Max Weber distinguait deux grandes postures politiques : l’éthique de conviction, qui repose sur des principes absolus, et l’éthique de responsabilité, qui assume les conséquences des décisions prises. Pendant longtemps, cette opposition a servi à analyser les choix des dirigeants : fallait-il rester fidèle à un idéal coûte que coûte, ou bien composer avec la réalité ?
Aujourd’hui, ces catégories tiennent-elles encore dans un monde politique où le chaos programmatique devient une stratégie et où l’économie de l’attention impose ses règles ?
L’éthique de conviction est-elle encore sincère ?
Dans un monde où la visibilité est devenue la ressource la plus précieuse, l’éthique de conviction elle-même n’est-elle pas en train de se transformer ? Faut-il encore y voir un engagement sincère, ou bien une posture calibrée pour maximiser l’attention ?
Jean-Luc Mélenchon illustre parfaitement cette tension. Officiellement, il se place dans une éthique de conviction radicale, refusant tout compromis au nom de son idéal. Mais en réalité, son approche repose sur une maîtrise de l’attention politique, enchaînant crises et coups d’éclat qui imposent son tempo dans l’espace public. Le chaos programmatique devient un outil de domination du débat, et non plus un simple effet secondaire.
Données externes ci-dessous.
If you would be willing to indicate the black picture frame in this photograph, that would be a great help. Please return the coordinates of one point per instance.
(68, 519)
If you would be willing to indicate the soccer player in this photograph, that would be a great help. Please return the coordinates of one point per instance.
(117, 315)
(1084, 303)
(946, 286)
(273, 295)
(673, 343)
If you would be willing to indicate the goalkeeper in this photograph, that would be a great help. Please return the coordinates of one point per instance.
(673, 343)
Dès lors, les véritables stratèges de l’éthique de conviction ne sont-ils pas en train de disparaître, remplacés par des figures qui assument un chaos organisé pour mieux dicter les termes de la conversation politique ?
De l’autre côté, L’éthique de responsabilité est elle encore de mise
Théoriquement, elle suppose un calcul rationnel des conséquences politiques. Mais dans un univers où le court-termisme domine, où la gestion de l’agenda médiatique est primordiale, qui agit encore en réel stratège de long terme ?
Emmanuel Macron se veut l’incarnation de l’éthique de responsabilité, assumant des décisions impopulaires au nom d’un bien supérieur. Mais ses prises de position sont également mises en scène pour créer des moments de rupture, du buzz, qui lui permettent de structurer le débat autour de sa propre figure.
Weber peut-il encore nous aider à penser la politique contemporaine ?
Si Weber opposait ces deux postures, le monde politique actuel semble les tordre dans une même logique d’hyperbolisation du débat, de radicalisation des enjeux.
D’un côté, le chaos est programmé pour entretenir une domination médiatique, de l’autre, les principes sont exagérés, caricaturés, pour maximiser la visibilité.
Alors, faut-il encore penser en termes d’éthique de responsabilité et d’éthique de conviction, ou bien devons-nous reconnaître que l’espace politique est devenu un pur jeu de gestion de l’agenda et de captation de l’attention ?
Ce n’est plus l’éthique qui structure l’action politique, mais la capacité à imposer un tempo.